Merger Of Banks in India: Need of Merger; Benefits of Merger; Issues; Various Committees on Bank Merger
LIST OF MERGERS OF PSB’s IN THE RECENT PERIOD
The four Mergers includes the following:
- MERGER 1- Punjab National Bank + Oriental Bank of Commerce + United Bank of India
- MERGER 2- Canara Bank + Syndicate Bank
- MERGER 3- Union Bank of India + Andhra Bank + Corporation Bank
- MERGER 4- Indian Bank + Allahabad Bank
Merger 1 is considered to be the second-largest PSB after SBI. Merger 2, Merger 3 and Merger 4 will be the fourth, fifth and seventh largest PSB respectively.
NEED OF MERGERS
It is necessary to protect the financial system, the depositor’s money, to bridge the geographical gaps, helps to face competitions, etc. In India, PSBs are fragmented, especially in comparison with other key economies. Mergers will help PSBs to build capacity to meet credit demand and sustain economic growth along with protecting the financial system and depositor’s money.
As per the government, three broad gains out of the current mergers are:
- increased capacity to lend
- strong national presence, global reach
- operational efficiency gains to reduce the cost of lending.
BENEFITS OF MERGERS
- Small banks are prone to inefficiency which is one of the major reason behind the banking crises. Thus, the merging of banks will enhance the efficiency in each and every level.

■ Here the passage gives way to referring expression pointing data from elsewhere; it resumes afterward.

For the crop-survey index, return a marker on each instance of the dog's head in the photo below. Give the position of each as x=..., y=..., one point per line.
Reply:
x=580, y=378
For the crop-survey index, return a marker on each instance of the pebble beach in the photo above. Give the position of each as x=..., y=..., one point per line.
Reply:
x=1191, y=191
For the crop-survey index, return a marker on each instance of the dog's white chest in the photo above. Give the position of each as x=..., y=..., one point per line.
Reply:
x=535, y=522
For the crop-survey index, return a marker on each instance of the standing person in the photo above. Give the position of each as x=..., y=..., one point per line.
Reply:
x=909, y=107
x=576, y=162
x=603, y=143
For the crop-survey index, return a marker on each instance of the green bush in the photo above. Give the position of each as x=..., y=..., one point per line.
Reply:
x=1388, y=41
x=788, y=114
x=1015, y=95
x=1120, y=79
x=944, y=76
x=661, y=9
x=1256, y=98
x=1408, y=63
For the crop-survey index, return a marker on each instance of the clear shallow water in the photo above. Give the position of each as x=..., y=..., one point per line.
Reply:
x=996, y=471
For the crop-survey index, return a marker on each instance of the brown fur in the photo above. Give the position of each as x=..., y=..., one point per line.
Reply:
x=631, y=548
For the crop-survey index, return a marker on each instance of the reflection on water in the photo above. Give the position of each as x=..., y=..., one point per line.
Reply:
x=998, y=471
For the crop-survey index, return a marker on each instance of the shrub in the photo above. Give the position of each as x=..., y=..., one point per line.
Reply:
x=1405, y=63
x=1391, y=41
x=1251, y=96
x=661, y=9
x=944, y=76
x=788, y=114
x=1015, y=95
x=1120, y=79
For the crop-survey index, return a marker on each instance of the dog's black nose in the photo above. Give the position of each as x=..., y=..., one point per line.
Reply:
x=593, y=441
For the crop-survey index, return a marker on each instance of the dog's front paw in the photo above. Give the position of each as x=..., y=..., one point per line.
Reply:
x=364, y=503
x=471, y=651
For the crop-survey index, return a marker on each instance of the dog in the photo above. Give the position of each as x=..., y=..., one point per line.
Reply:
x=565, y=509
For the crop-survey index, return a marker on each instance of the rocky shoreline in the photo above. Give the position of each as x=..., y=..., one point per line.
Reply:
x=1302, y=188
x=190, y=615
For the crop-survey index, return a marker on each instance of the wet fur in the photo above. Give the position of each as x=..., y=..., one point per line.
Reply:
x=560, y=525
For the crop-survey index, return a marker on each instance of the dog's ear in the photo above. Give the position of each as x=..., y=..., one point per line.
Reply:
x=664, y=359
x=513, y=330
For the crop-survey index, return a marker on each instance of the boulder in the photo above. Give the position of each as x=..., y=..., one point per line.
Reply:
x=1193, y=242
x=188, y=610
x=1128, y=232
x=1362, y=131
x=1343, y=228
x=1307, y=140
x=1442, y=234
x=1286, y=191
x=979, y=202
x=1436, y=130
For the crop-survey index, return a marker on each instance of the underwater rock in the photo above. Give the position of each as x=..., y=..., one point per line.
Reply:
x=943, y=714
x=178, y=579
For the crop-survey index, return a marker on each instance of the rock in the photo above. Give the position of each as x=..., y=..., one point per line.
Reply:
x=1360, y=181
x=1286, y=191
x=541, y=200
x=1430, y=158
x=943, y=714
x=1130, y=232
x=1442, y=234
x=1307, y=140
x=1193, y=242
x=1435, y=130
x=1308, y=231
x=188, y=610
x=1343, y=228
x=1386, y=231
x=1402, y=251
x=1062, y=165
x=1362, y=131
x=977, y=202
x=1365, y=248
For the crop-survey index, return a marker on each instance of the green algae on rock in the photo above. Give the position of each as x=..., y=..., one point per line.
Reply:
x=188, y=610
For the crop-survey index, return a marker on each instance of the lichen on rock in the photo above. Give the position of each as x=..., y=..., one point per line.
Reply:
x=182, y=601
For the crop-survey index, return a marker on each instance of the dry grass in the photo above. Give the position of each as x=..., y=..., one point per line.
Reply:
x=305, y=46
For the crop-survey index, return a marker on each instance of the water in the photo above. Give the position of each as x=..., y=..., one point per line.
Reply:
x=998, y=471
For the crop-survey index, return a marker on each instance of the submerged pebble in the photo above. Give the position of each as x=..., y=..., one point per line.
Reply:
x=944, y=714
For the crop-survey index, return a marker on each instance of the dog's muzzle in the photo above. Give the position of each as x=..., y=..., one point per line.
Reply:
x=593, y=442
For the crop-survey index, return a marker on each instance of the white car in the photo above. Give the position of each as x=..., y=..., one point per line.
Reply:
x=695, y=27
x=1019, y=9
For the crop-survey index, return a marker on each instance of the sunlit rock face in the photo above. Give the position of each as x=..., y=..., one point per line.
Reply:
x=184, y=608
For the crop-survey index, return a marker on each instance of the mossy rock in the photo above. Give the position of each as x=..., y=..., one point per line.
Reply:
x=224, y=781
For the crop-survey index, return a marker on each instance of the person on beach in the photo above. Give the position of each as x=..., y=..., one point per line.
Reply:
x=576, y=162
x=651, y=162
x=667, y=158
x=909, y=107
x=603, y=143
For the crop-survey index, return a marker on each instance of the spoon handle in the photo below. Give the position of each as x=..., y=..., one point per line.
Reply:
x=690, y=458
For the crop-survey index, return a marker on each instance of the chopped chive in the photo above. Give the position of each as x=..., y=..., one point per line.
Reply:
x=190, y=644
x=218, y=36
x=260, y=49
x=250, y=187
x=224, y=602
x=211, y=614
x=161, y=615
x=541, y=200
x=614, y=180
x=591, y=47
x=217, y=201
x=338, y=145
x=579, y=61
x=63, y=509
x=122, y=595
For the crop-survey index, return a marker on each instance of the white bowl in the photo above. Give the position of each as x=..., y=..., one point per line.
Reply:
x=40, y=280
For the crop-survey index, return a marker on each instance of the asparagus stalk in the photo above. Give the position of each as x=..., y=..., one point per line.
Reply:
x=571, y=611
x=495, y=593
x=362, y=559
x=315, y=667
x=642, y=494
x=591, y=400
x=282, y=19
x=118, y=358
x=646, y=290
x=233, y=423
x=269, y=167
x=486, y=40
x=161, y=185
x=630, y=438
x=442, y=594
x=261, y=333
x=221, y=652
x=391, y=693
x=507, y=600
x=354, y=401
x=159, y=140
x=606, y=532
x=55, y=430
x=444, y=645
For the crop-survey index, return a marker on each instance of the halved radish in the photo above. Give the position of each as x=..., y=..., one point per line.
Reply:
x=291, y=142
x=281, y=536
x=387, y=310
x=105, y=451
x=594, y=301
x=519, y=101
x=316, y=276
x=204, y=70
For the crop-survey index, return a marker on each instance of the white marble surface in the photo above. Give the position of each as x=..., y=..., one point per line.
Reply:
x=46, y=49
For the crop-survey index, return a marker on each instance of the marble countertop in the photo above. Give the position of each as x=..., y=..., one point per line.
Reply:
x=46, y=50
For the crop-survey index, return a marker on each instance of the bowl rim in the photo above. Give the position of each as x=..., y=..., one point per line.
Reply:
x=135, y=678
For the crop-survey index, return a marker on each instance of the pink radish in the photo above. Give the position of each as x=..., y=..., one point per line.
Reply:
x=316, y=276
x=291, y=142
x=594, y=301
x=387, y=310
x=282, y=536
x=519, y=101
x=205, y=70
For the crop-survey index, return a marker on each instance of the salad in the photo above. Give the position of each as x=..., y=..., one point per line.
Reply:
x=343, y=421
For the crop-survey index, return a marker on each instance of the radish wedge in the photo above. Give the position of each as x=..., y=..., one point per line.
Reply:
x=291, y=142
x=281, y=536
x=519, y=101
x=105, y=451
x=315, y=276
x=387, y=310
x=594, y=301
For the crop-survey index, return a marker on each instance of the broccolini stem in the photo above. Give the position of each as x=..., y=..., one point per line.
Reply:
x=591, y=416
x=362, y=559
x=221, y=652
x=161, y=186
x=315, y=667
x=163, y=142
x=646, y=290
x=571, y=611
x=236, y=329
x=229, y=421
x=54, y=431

- The bigger banks will have greater ability to absorb shocks, reap economies of scale as well as the enhanced capacity to raise resources without depending on the exchequer
- Recognition along with higher rating will be provided to Indian Banks at the International level.
- Ease credit decisions and facilitate quicker resolution plans in case of any economic problem
- In India, technical inefficiency is one of the major reasons behind the banking crisis and is more in case of small banks. So mergers will help to overcome this problem.
- It will also raise the standard of a small national bank to the international level with innovative products and services so that the bank will able to gain greater recognition and higher ratings.
- A large tax benefit will be provided by the mergers and Market share will also get enhanced.
- Reduction of interference in the daily affairs of banks by Board members.
- Monitoring along with control of banks will be easier for the government due to the mergers.
ISSUES WITH MERGERS
- Problems regarding the top leadership will be there.
- Regional focus and flavour will be reduced by the mergers.
- Many ATM’s along with the branches of banks will either be shifted or closed thus reducing in effect the banking accessibility.
- Clashes among the different organizational cultures will be there since banks from different parts have their regional cultures associated in their organisation.
- More banking competition instead of more banking consolidation is the need of an hour.
- The current situation of unemployment will deteriorate further by the mergers.
- The large size of the banks does not guarantee its future in the globalised scenario. An example can be traced by the fact that during the time of recession, larger global banks were collapsed.
COMMITTEES ON THE MERGER
- Narasimham Committee, 1991 and 1998 – To merge strong banks in Public sector along with the developmental financial institutions and NBFCs.
- Khan Committee, 1997- According to this, banks should be allowed to pledge Corporate bonds as collateral with RBI.
- Verma Committee- It also suggested consolidation as it will lead to a reduction in the cost of operations due to the pooling of strengths.
- Merging of banks will not surely change the scenario without the proper analysis of the governance issues existing over there.
- The focus should be on the framework of the structure for proper management.
- The idea of merger should be implemented properly so as to obtain the desired results.
- Merging of banks should be done while keeping in consideration the time of crises.